The Bloomberg report adds to the chorus of media and analysts predicting a Verizon iPhone sometime in early 2011. An October report in The Wall Street Journal, quoting people "briefed by Apple," suggested that the company had slated a late-2010 production start for iPhones capable of running on Verizon's CDMA (Code Division Multiple Access) network. Before that, sources told the blog TechCrunch in August that Apple had ordered millions of Qualcomm CDMA chipsets for the upcoming smartphone.

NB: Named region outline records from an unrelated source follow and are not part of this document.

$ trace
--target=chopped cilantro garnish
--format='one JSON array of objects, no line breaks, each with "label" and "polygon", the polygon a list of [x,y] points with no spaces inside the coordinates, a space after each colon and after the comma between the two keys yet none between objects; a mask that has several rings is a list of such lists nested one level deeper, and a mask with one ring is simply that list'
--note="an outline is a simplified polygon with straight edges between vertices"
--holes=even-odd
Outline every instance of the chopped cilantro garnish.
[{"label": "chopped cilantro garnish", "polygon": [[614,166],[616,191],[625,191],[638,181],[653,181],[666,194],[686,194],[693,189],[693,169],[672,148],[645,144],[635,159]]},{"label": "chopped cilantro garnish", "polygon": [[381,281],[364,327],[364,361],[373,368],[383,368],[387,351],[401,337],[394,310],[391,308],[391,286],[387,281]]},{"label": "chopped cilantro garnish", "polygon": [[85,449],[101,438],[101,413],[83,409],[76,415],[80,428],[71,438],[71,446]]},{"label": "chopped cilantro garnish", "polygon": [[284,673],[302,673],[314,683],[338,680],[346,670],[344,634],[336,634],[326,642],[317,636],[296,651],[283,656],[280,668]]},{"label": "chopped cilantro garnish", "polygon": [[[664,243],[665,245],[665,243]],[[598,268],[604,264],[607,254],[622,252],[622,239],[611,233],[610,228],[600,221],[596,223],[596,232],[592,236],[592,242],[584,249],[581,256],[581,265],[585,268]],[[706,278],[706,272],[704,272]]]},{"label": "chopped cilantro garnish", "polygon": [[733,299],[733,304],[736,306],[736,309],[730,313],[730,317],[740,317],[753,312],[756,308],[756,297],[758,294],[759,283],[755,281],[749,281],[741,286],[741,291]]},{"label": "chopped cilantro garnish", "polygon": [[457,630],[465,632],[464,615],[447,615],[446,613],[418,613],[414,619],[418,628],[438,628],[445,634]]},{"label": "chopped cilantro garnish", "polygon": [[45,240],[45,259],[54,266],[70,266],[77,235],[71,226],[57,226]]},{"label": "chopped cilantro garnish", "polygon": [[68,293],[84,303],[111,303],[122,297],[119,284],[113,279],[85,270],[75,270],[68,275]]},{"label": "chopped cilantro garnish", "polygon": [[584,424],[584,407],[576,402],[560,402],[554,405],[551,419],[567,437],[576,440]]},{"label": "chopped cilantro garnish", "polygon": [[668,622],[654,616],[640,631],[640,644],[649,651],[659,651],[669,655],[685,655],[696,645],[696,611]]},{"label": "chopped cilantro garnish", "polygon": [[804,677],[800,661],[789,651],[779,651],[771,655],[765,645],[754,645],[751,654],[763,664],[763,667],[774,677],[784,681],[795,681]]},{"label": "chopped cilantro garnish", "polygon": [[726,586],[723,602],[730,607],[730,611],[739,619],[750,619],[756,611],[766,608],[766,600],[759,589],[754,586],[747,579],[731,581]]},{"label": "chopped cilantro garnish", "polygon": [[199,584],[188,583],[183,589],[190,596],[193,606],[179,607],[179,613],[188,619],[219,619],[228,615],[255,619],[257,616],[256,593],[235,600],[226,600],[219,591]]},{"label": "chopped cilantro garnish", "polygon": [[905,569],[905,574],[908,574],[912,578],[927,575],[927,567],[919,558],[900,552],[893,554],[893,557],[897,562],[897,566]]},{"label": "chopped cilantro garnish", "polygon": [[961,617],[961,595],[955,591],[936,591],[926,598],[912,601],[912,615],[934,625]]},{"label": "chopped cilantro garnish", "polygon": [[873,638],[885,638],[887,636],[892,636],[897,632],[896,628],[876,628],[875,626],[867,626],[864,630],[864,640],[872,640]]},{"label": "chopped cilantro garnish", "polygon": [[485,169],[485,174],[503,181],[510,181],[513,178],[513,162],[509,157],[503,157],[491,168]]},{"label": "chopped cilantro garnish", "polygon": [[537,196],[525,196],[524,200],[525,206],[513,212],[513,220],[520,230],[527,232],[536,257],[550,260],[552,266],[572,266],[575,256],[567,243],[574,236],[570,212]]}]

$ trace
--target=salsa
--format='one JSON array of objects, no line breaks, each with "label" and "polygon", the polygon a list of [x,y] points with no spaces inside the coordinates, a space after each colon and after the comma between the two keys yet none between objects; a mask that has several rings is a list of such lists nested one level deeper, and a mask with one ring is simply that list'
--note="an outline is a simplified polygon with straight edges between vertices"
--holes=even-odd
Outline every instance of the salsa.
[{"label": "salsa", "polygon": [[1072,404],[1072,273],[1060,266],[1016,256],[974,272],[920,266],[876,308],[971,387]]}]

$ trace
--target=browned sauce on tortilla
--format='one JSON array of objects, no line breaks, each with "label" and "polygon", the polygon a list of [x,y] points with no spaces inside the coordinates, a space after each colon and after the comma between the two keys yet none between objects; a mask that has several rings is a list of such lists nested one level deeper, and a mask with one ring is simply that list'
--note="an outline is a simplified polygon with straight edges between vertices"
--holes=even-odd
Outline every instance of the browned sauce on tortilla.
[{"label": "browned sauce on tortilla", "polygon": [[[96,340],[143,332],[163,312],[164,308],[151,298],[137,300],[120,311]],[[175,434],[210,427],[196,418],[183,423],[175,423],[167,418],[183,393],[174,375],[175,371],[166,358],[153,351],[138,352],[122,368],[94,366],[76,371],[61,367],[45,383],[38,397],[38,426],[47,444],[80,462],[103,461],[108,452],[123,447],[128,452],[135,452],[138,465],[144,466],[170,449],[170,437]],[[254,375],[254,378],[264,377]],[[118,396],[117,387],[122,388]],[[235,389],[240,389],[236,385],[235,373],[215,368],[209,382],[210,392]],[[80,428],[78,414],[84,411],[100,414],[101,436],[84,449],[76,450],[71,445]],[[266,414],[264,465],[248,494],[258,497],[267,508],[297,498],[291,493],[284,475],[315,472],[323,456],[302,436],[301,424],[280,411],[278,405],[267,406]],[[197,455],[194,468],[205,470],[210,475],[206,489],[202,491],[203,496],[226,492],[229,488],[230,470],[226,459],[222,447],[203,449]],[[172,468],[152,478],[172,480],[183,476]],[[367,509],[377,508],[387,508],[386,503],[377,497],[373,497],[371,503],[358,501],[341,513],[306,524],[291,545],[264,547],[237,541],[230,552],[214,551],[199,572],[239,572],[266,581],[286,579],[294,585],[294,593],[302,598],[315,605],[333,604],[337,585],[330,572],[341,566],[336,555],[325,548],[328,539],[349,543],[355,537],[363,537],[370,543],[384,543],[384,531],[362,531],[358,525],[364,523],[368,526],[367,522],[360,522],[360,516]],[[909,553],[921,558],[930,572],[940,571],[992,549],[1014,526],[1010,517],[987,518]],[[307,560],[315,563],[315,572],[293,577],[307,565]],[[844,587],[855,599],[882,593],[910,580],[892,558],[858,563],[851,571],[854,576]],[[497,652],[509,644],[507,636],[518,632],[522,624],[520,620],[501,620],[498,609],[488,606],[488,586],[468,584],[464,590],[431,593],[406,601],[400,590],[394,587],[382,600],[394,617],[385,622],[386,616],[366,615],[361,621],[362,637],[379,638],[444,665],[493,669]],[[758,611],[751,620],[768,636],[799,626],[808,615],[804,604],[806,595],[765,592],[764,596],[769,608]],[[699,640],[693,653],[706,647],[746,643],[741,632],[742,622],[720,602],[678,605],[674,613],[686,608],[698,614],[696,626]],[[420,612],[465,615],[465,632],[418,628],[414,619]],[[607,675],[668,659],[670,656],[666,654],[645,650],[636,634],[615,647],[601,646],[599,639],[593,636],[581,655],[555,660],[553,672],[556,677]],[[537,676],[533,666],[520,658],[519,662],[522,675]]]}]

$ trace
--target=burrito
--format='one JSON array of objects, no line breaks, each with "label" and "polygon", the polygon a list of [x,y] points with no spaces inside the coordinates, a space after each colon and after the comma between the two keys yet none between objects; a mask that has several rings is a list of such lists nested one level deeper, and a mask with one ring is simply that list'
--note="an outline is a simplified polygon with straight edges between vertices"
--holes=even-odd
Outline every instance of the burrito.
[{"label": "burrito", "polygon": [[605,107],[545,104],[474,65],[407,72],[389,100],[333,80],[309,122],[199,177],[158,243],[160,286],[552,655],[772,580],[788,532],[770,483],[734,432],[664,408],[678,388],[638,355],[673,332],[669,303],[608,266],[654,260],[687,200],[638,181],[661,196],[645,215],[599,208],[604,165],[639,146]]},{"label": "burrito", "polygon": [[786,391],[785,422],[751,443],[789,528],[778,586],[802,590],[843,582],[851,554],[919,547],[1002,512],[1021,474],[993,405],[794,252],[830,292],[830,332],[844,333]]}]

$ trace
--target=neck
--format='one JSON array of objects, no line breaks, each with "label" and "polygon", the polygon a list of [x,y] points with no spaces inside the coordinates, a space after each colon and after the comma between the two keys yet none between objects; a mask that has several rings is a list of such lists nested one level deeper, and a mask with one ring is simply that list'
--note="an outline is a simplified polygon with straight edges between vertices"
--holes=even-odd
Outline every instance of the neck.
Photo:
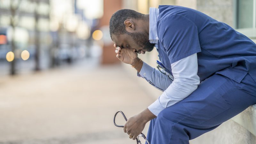
[{"label": "neck", "polygon": [[149,33],[149,15],[145,14],[145,19],[143,20],[144,26],[143,30],[148,34]]}]

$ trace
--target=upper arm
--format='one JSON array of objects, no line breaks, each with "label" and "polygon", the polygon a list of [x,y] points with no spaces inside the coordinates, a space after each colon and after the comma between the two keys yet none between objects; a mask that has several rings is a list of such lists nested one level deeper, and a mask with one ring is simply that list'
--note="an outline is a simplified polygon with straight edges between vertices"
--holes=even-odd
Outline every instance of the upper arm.
[{"label": "upper arm", "polygon": [[172,15],[159,21],[157,34],[171,63],[201,51],[196,25],[186,18]]}]

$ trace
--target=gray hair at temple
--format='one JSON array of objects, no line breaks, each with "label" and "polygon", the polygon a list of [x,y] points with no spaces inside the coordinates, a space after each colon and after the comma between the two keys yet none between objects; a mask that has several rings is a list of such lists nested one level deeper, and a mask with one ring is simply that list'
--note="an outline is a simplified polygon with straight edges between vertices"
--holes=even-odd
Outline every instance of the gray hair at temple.
[{"label": "gray hair at temple", "polygon": [[116,11],[112,15],[109,22],[109,33],[111,39],[114,35],[118,36],[120,34],[129,33],[125,30],[124,22],[126,20],[134,19],[144,20],[145,15],[129,9],[123,9]]}]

Both Fortune and The New York Times have also cited unnamed sources in support of the Verizon-iPhone-by-early-2011 story line. Meanwhile, prominent analysts such as Piper Jaffray's Gene Munster have begun incorporating the device on its new carrier into their predictive models for next year. Over the summer, Barclays Capital analyst James Ratcliffe suggested that a Verizon iPhone would compel between 500,000 and 1 million AT&T customers to switch networks.
Apple's current smartphone model, the iPhone 4, sold 1.7 million units within the first few days of its launch in June, and maintained a heightened sales profile despite some controversy over its exterior antenna rim's ability to hold a signal when held by bare skin. Thanks to mobile devices such as the iPhone and iPad, the company's fourth quarter was marked by strong revenues of $20.34 billion and a net quarterly profit of $4.31 billion.
In addition to the possibility of a Verizon iPhone, media and analysts have focused on rumors of Apple preparing a second-generation iPad for unveiling in early 2011. Those rumors have focused on the device's supposed addition of front- and rear-facing cameras for videoconferencing, a higher-resolution screen, and possibly a slimmer and lighter form factor.
Both the iPhone and iPad find themselves locked in competition with a growing number of Android-based devices, including the Samsung Galaxy Tab tablet and the Motorola Droid X smartphone. Added carriers and newer hardware, of course, will allow Apple to maintain its sales momentum in the face of these challenges.